Curieuse coïncidence: l’album chroniqué il y a deux jours, au titre un peu semblable, La grande aventure de Brindille, présentait un personnage écureuil avec le même caractère que Butternut : vaincre sa peur semble être un sujet important en ce moment, du moins aux USA puisque ces deux ouvrages en proviennent.

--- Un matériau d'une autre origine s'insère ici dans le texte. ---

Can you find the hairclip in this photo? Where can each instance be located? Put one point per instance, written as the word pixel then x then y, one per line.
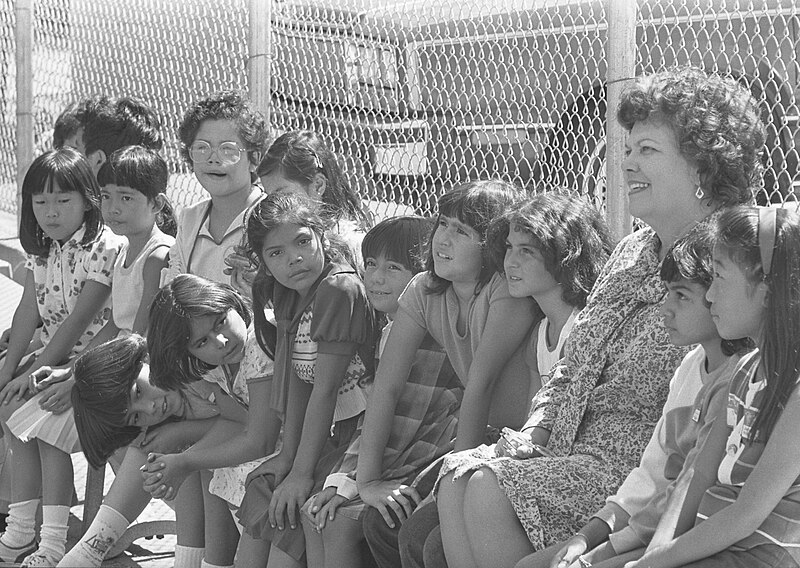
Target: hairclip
pixel 767 232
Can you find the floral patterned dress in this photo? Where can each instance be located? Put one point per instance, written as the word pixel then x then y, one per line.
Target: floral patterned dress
pixel 601 404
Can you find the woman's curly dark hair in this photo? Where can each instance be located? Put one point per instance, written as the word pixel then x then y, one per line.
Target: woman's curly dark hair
pixel 717 123
pixel 570 234
pixel 226 105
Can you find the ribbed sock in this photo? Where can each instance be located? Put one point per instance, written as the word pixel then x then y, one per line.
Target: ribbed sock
pixel 53 535
pixel 205 564
pixel 20 524
pixel 105 530
pixel 188 556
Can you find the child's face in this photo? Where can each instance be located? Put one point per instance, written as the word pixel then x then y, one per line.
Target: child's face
pixel 150 405
pixel 686 314
pixel 76 141
pixel 457 251
pixel 127 211
pixel 385 280
pixel 59 213
pixel 737 305
pixel 524 266
pixel 216 174
pixel 218 339
pixel 293 255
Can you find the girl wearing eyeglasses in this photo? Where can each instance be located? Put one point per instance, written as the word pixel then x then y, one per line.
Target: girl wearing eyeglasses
pixel 223 138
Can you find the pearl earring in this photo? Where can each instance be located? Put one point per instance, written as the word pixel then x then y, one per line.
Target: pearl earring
pixel 699 193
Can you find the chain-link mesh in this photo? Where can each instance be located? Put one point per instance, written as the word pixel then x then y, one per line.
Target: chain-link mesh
pixel 414 95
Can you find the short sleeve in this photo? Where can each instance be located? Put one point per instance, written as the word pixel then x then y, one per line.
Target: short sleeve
pixel 101 259
pixel 413 299
pixel 256 366
pixel 341 313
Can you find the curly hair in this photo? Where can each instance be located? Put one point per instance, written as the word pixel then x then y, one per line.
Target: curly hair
pixel 274 210
pixel 226 105
pixel 717 123
pixel 101 396
pixel 300 155
pixel 476 204
pixel 570 234
pixel 691 259
pixel 176 304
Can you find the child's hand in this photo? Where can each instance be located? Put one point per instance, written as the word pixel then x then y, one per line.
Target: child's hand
pixel 45 376
pixel 322 506
pixel 57 397
pixel 277 466
pixel 163 475
pixel 388 496
pixel 16 388
pixel 287 499
pixel 4 339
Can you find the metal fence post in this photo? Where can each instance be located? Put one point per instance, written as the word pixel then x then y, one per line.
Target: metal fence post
pixel 24 61
pixel 621 53
pixel 259 60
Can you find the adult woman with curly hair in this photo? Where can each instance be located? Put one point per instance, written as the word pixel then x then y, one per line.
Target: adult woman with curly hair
pixel 693 148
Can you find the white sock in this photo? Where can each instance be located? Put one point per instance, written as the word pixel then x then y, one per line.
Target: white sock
pixel 188 556
pixel 105 530
pixel 20 524
pixel 205 564
pixel 53 535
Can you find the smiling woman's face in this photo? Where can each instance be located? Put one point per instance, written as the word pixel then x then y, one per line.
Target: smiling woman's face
pixel 661 182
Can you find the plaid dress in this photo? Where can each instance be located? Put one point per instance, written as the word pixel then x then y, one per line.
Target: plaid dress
pixel 423 426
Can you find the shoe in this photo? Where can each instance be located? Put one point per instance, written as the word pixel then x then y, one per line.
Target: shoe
pixel 41 559
pixel 14 555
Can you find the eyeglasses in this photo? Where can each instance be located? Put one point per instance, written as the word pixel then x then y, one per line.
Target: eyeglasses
pixel 227 152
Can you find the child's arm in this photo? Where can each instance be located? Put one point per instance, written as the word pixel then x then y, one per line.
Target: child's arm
pixel 506 327
pixel 295 488
pixel 225 444
pixel 26 319
pixel 405 338
pixel 776 470
pixel 151 276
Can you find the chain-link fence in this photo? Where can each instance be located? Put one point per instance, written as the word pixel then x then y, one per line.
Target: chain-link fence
pixel 414 95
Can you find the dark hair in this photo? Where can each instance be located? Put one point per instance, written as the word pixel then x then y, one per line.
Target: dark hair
pixel 717 124
pixel 736 235
pixel 145 171
pixel 302 154
pixel 272 211
pixel 67 169
pixel 476 204
pixel 690 258
pixel 570 234
pixel 185 298
pixel 75 116
pixel 401 239
pixel 226 105
pixel 129 121
pixel 104 376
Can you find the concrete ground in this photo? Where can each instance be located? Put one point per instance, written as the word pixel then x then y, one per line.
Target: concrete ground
pixel 145 553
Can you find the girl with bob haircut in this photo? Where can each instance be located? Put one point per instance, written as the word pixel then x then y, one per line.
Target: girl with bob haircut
pixel 67 289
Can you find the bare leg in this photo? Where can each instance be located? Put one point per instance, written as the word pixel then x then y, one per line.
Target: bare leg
pixel 450 502
pixel 315 547
pixel 252 552
pixel 495 535
pixel 222 536
pixel 342 538
pixel 279 559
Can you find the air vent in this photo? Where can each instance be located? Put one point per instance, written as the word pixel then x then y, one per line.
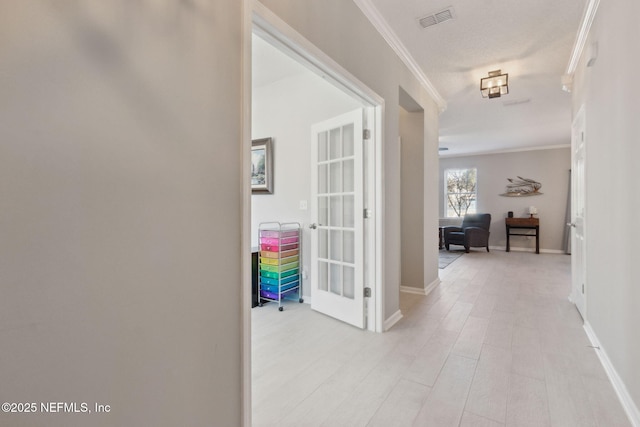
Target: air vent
pixel 436 18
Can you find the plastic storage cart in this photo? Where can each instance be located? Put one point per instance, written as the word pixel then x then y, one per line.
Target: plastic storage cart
pixel 279 262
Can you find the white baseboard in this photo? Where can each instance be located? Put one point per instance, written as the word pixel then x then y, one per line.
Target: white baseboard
pixel 420 291
pixel 532 250
pixel 392 320
pixel 618 385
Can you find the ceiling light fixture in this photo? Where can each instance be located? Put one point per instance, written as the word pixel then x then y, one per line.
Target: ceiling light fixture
pixel 494 86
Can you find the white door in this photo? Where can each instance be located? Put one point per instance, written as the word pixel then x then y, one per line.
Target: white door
pixel 578 255
pixel 337 245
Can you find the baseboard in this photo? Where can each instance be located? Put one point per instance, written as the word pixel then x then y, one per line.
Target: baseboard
pixel 618 385
pixel 424 291
pixel 392 320
pixel 532 250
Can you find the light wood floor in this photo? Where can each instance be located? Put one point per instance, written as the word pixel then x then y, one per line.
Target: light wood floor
pixel 496 344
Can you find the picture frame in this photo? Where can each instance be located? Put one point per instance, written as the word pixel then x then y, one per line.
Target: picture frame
pixel 262 166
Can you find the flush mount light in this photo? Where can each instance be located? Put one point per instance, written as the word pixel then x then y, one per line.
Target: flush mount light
pixel 494 86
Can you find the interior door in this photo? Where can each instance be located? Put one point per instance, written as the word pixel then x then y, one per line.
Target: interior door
pixel 578 253
pixel 337 245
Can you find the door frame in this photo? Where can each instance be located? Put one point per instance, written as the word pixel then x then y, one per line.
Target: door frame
pixel 274 30
pixel 578 298
pixel 259 19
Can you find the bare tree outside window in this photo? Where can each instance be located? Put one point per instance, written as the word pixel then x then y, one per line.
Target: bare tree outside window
pixel 461 192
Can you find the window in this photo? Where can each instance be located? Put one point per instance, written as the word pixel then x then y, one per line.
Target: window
pixel 460 192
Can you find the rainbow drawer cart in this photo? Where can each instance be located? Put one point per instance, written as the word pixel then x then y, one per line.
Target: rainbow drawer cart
pixel 279 265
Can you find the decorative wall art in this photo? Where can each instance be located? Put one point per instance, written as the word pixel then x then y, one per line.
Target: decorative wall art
pixel 522 187
pixel 261 166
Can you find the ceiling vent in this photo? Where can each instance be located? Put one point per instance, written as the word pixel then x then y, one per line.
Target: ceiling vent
pixel 436 18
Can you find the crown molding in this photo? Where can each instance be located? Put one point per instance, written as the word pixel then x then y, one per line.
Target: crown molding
pixel 583 33
pixel 380 24
pixel 513 150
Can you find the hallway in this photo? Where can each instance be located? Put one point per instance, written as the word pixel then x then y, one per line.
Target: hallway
pixel 497 343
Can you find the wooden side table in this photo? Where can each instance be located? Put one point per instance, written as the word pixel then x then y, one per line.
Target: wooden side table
pixel 525 224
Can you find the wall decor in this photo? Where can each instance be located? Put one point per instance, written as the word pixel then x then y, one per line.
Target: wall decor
pixel 522 187
pixel 262 166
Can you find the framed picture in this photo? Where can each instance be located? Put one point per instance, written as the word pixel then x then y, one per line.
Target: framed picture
pixel 262 166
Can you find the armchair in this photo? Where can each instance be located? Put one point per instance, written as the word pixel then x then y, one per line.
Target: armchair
pixel 474 232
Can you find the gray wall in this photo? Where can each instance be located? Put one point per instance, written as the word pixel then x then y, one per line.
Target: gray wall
pixel 340 29
pixel 612 191
pixel 549 167
pixel 120 211
pixel 412 198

Charamba, hôtel pour chats, Chat va chauffer,

Charamba, hôtel pour chats, Chat va chauffer,
Marie Pavlenko, Marie Voyelle,
Flammarion jeunesse,  2024

Psychanalyse féline

Par Lidia Filippini

À l’hôtel Charamba les clients sont des chats. Ils y passent quelques jours, quelques semaines ou quelques mois quand leurs humains partent en vacances. Magda, la propriétaire, prend plaisir à les chouchouter. Elle a tout prévu : des plumes, des jouets rebondissants, des étagères où sauter et même des souris en crochet tricotées main pour s’entraîner à la chasse.
Mais les véritables maîtres des lieux, ce sont les quatre chats de Magda : Bobine, Mulot, Carpette et Couscousse (eh oui la vieille dame a un seul défaut : elle choisit toujours des prénoms ridicules pour ses amis félins…) Ils veillent sur les clients et s’assurent de la bonne réputation de l’établissement.
Le tome 4 de la série est l’occasion de retrouver les quatre sympathiques greffiers. Cette fois, c’est la panique ! Georges, le neveu de Magda est attendu à l’hôtel. Quand il apprend la nouvelle, Mulot, le costaud, se décompose. Georges a gâché son enfance, il l’a traumatisé à vie ! Le vilain garnement a passé un été à déposer discrètement des concombres derrière le dos de Mulot. Quand il se retournait, le félin, qui était alors un tout jeune chaton, croyait à chaque fois se retrouver nez à nez avec un serpent… Et on sait à quel point les chats ont peur des serpents ! Depuis, Mulot ne peut regarder, sentir, ni même imaginer la moindre cucurbitacée sans faire une crise d’angoisse. Pire, à force de repenser à cette histoire, le matou est en train de perdre son estime de soi… Heureusement, ses amis sont là pour l’aider. Ils lancent l’« Opération concombre killer ». Avec le soutien de Ciboulot, un pensionnaire dont l’humain est psychologue, ils vont tenter de soigner Mulot de sa phobie et de lui redonner goût à la vie.
Marie Pavlenko et Marie Voyelle n’en sont pas à leur première collaboration. Elles ont publié ensemble, outre les trois premiers tomes de la série, un roman (Les envahissants, Hachette, Le livre de poche, 2011) et un album (Awinita ; petit rêve deviendra grand, Little Urban, 2019). Elles nous proposent ici un roman drôle et plein de rebondissements, accessible aux jeunes lecteurs. Les illustrations de Marie Voyelle, en noir et blanc, rappellent le manga. Elles ajoutent à la drôlerie du récit en proposant des clins d’œil à destination des enfants (les quatre chats disposés à la manière des héros de Kung Fu Panda) et des parents (la moustache de Ciboulot, le chat psychologue, est la même que celle de Freud).
Les incises du narrateur, qui s’adresse directement au lecteur et se permet parfois de le rudoyer juste pour rire, apportent une touche d’originalité à l’ensemble : « ([…] Si vous ne savez pas ce qu’est le crochet, je ne peux rien pour vous. Comprenez-moi : on ne peut pas non plus s’arrêter toutes les cinq lignes pour expliquer chaque mot un peu original. Utilisez donc ce formidable outil appelé ‘dictionnaire’. )»
Bref, il y a, dans ce court roman, de quoi passer un agréable moment.